Are we talking about manually running cron tasks here?

No.

Same problem at twice-a-month-queries. See "Special:DeadendPages" for example.

krenair@terbium:/var/log/mediawiki/updateSpecialPages$ cat *DeadendPages.log
The specified dblist file, /srv/mediawiki/dblist/s1.dblist, could not be found.
The specified dblist file, /srv/mediawiki/dblist/s2.dblist, could not be found.
The specified dblist file, /srv/mediawiki/dblist/s3.dblist, could not be found.
The specified dblist file, /srv/mediawiki/dblist/s4.dblist, could not be found.
The specified dblist file, /srv/mediawiki/dblist/s5.dblist, could not be found.
The specified dblist file, /srv/mediawiki/dblist/s6.dblist, could not be found.
The specified dblist file, /srv/mediawiki/dblist/s7.dblist, could not be found.
The specified dblist file, /srv/mediawiki/dblist/silver.dblist, could not be found.

All from Oct 23 01:00.

/dblist/ should be /dblists/, and the code doing this check is wrong in a different way. Separate cause.

Change 249310 had a related patch set uploaded (by Alex Monk):
Fix mwscriptwikiset dblists paths

https://gerrit.wikimedia.org/r/249310

Change 249310 merged by Dzahn:
Fix mwscriptwikiset dblists paths

https://gerrit.wikimedia.org/r/249310

Hello, @Krenair. Still does not work, two run days after.

There just keeps being more and more things broken...
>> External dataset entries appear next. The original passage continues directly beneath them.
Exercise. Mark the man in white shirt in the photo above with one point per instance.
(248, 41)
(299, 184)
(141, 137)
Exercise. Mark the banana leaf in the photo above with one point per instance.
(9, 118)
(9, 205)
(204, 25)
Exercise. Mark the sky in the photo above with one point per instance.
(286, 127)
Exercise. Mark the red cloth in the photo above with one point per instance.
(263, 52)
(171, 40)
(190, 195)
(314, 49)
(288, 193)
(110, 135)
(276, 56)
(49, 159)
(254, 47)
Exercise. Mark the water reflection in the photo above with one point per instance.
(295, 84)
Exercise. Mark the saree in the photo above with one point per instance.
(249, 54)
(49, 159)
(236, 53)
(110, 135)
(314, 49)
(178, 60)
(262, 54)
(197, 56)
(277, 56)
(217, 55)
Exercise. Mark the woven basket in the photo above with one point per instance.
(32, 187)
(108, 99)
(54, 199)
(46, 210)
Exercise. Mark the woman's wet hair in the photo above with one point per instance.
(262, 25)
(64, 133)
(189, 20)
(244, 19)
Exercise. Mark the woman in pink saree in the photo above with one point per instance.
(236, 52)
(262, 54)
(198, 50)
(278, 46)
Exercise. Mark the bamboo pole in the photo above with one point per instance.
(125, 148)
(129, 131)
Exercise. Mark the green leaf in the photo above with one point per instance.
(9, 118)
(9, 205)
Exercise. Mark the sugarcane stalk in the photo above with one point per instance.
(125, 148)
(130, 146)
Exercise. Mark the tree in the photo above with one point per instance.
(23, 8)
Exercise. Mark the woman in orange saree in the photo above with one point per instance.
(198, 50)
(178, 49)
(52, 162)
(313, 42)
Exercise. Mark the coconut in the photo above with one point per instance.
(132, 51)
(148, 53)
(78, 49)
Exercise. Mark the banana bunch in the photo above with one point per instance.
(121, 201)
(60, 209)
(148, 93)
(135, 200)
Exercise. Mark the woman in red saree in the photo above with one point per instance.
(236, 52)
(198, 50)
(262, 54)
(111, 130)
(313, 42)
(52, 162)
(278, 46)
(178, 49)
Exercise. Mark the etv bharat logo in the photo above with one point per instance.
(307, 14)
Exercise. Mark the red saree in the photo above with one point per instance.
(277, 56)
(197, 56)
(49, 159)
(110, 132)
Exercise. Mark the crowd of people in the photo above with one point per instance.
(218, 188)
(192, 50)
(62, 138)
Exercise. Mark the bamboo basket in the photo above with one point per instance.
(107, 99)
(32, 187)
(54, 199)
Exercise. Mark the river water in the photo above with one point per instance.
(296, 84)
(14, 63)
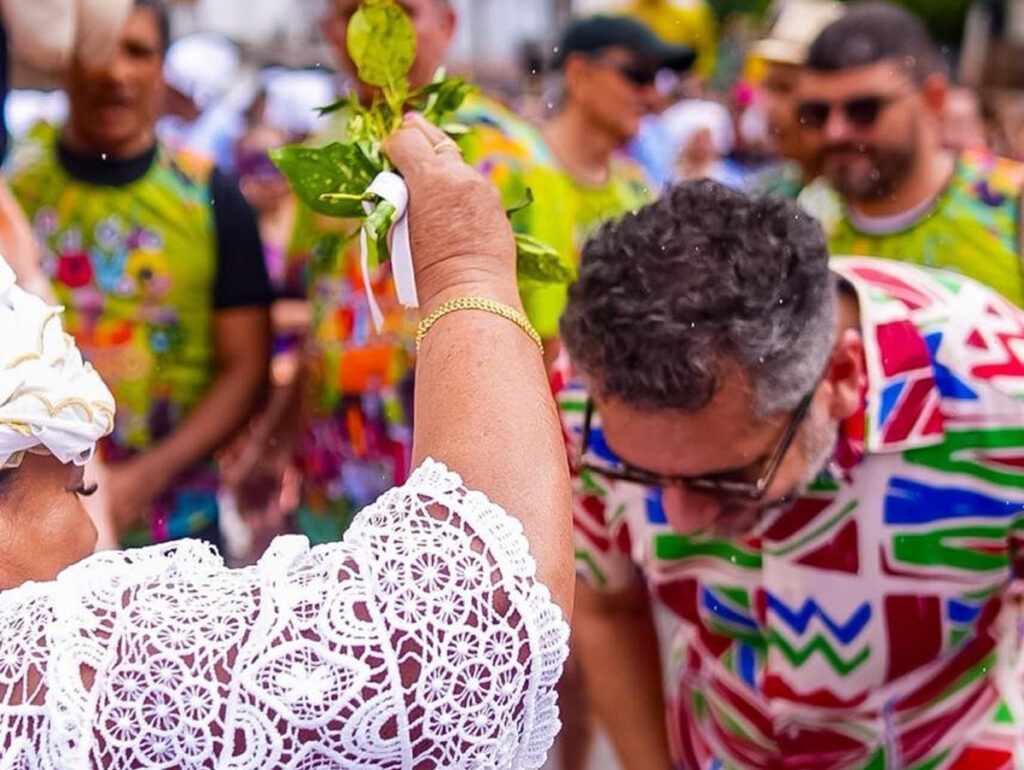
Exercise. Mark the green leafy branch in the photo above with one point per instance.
(333, 179)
krenair@mw1152:/var/log/mediawiki/updateSpecialPages$ head -n 6 s7@17-DeadendPages.log
-------------------------------------
arwiki
-------------------------------------
Deadendpages                   [QueryPage] [Mon Nov  9 01:01:03 2015] [hphp] [28528:7ff8f7192d00:0:000001] [] SlowTimer [59996ms] at runtime/ext_mysql: slow query: SELECT /* DeadendPagesPage::reallyDoQuery  */  page_namespace AS namespace,page_title AS title,page_title AS value  FROM `page` LEFT JOIN `pagelinks` ON ((page_id=pl_from))  WHERE (pl_from IS NULL) AND page_namespace IN ('104','0')  AND page_is_redirect = '0'  ORDER BY page_namespace,page_title LIMIT 5000  
[Mon Nov  9 01:02:03 2015] [hphp] [28528:7ff8f7192d00:0:000002] [] SlowTimer [59999ms] at runtime/ext_mysql: slow query: SELECT /* DeadendPagesPage::reallyDoQuery  */  page_namespace AS namespace,page_title AS title,page_title AS value  FROM `page` LEFT JOIN `pagelinks` ON ((page_id=pl_from))  WHERE (pl_from IS NULL) AND page_namespace IN ('104','0')  AND page_is_redirect = '0'  ORDER BY page_namespace,page_title LIMIT 5000  
FAILED: database error

@Krenair The first too lines are normal warnings.
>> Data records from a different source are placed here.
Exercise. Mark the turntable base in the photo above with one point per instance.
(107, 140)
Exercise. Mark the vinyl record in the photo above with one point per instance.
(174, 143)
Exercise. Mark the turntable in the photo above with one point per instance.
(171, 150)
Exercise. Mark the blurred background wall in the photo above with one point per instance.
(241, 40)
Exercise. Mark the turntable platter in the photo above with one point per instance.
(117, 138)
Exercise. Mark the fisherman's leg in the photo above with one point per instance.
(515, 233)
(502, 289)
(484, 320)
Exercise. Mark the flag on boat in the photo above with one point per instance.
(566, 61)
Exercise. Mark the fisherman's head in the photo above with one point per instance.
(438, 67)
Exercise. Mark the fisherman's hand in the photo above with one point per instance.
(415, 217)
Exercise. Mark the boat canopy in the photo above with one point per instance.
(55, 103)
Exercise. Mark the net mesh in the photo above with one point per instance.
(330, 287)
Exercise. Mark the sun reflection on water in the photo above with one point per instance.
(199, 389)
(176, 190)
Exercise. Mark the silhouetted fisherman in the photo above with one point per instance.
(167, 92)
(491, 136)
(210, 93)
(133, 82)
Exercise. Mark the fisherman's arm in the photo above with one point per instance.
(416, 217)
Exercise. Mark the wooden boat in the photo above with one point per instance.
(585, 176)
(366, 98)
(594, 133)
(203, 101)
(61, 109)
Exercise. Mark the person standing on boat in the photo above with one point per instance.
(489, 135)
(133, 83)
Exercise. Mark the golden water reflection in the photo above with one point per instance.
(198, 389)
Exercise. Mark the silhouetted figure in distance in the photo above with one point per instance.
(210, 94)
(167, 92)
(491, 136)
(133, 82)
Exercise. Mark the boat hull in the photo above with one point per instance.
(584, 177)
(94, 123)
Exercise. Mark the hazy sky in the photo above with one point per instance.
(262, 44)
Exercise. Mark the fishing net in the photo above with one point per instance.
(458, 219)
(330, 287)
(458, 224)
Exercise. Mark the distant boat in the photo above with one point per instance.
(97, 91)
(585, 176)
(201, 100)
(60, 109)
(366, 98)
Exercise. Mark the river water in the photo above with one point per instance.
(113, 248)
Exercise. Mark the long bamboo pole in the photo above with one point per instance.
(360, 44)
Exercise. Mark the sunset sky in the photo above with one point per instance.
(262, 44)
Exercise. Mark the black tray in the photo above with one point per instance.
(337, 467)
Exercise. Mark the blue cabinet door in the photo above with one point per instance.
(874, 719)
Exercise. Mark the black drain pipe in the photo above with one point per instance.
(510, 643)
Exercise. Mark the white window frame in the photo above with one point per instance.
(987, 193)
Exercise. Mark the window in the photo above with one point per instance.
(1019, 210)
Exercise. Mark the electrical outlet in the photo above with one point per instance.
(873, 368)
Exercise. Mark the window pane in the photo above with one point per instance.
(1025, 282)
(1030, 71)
The last one does not provide any useful information. Basing a query service on cron is in general a bad idea- MySQL *service* is guaranteed, that is not true for a particular server- any server can be unavailable for many reasons- network problems, hardware failure, maintenance. That is why it is important for a server to refresh periodically its connection information and try again automatically, up to a number of times.

Having said that, it could be a permission problem (maybe due to the new client?). It would be nice if you could try it manually and see if it fails immediately.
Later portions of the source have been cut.